Now Gelsinger is remaking Intel’s mix of insourcing and outsourcing. He wants the company to manufacture chips for other companies. But also he wants to have the option of using other companies’ foundries to fabricate Intel-designed chips. And he’ll push Intel to once again design chips that fit more computing power on a piece of silicon than any other chip company.

During a 60 Minutes interview in May, Gelsinger told Lesley Stahl that Intel plans to catch up with TSMC and Samsung in chipmaking prowess within the next five years. It’s a costly ambition. Intel is expected to spend $20 billion on the two new plants it plans to build in Arizona.

The company already had major expansions underway to expand its factories in Oregon, Ireland, and Israel. Gelsinger also announced plans to open two new “mega fab” locations–one in the U.S. and one in Europe–that Intel will announce the exact locations of before the end of the year. “A mega fab location would be a site that would be big enough that we could put eight fabs in place in these new sites,” he says. “This is a big project where we’d expect [that in] the next decade or so that we’d invest on the order of $100 billion, [and that] at each of these sites that we’d employ 10,000 people.”

The stakes of these investments go beyond their impact on Intel’s own business. In 1990 the U.S. was home to 37% of the world’s semiconductor manufacturing capacity; it’s home to just 12% today. Three-quarters of the world’s chips–including those relied upon by U.S. companies, consumers, and even defense and intelligence organizations–are manufactured in the Asia Pacific region. And an estimated 90% of the complex chips that run large AI models are baked at one company–TSMC, which sits on the island of Taiwan just 90 miles off China’s southeastern coast.

Gelsinger is acutely aware of the dimensionality of Intel’s situation.

“It is critical for the industry, but it’s also critical for the national economy, [and] national security,” he says. “Everything is going digital and everything runs on semiconductors, it’s that critical for the nation.”

Intel and Gelsinger may get some help from Uncle Sam. Congress passed (by a wide margin and with strong bipartisan support) a bill called the Creating Helpful Incentives to Produce Semiconductors (CHIPS) for America Act in the FY 2021 National Defense Authorization Act (NDAA), which provides a framework for increasing government money for the U.S. semiconductor industry.

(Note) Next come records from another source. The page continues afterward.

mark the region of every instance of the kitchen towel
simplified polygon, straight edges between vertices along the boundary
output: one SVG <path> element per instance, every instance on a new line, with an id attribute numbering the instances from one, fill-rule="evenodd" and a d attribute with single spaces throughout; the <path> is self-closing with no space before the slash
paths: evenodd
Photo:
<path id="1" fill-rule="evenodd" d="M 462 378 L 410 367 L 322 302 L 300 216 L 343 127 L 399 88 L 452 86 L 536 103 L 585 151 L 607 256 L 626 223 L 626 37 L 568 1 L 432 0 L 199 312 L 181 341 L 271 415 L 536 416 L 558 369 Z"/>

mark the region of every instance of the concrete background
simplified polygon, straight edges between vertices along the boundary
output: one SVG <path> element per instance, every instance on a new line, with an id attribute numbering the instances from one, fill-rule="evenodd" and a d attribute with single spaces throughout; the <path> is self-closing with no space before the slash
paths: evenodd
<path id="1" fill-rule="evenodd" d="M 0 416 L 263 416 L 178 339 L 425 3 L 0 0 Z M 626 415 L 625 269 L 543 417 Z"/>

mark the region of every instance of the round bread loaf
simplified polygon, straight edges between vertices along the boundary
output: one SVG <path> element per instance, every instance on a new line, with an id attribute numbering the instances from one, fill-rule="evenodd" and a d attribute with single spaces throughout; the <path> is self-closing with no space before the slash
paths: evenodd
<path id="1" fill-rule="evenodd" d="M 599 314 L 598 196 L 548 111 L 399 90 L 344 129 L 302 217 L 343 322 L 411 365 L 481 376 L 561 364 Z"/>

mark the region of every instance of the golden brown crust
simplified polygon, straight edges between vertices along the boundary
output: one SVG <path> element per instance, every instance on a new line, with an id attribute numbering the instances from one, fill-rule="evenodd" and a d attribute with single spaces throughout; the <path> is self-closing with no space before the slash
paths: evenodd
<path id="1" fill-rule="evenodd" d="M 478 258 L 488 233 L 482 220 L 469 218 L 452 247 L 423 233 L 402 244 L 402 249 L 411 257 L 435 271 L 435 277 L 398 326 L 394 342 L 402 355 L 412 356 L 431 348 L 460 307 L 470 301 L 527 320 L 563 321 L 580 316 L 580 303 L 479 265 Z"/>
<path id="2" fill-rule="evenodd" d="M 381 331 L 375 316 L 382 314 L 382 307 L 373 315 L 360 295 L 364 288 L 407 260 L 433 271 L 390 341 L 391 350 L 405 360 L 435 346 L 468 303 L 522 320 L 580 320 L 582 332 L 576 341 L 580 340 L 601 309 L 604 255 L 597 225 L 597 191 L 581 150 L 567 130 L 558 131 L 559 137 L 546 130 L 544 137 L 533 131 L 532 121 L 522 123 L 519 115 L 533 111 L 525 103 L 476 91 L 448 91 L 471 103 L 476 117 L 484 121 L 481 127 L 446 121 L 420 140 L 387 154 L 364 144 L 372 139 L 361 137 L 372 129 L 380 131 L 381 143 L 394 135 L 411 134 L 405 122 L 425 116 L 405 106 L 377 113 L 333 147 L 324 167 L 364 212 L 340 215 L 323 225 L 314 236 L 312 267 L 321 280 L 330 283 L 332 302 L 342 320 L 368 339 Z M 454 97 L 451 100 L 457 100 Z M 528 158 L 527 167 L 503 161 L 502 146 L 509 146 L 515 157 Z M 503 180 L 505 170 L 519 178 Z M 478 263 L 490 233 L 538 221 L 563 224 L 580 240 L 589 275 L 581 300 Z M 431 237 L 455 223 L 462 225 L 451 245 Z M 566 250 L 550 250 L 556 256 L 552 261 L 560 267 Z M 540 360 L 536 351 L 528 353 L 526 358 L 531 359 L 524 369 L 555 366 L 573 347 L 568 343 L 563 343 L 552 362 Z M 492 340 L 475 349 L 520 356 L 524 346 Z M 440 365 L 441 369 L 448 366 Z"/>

In June the Senate essentially funded CHIPs when it passed the U.S. Innovation and Competition Act, which includes $52 billion in federal investments for domestic semiconductor research, design, and manufacturing. But the House of Representatives has yet to pass the bill.

On September 23, Gelsinger attended a meeting at the White House along with representatives of Apple, Samsung, and Microsoft to talk to President Biden about the chip shortage. The White House wants more information about bottlenecks in technology supply chains. A lot is riding on whether or not Intel can regain its global leadership in chip manufacturing—the fundamental process which powers every other aspect of our modern digital economy.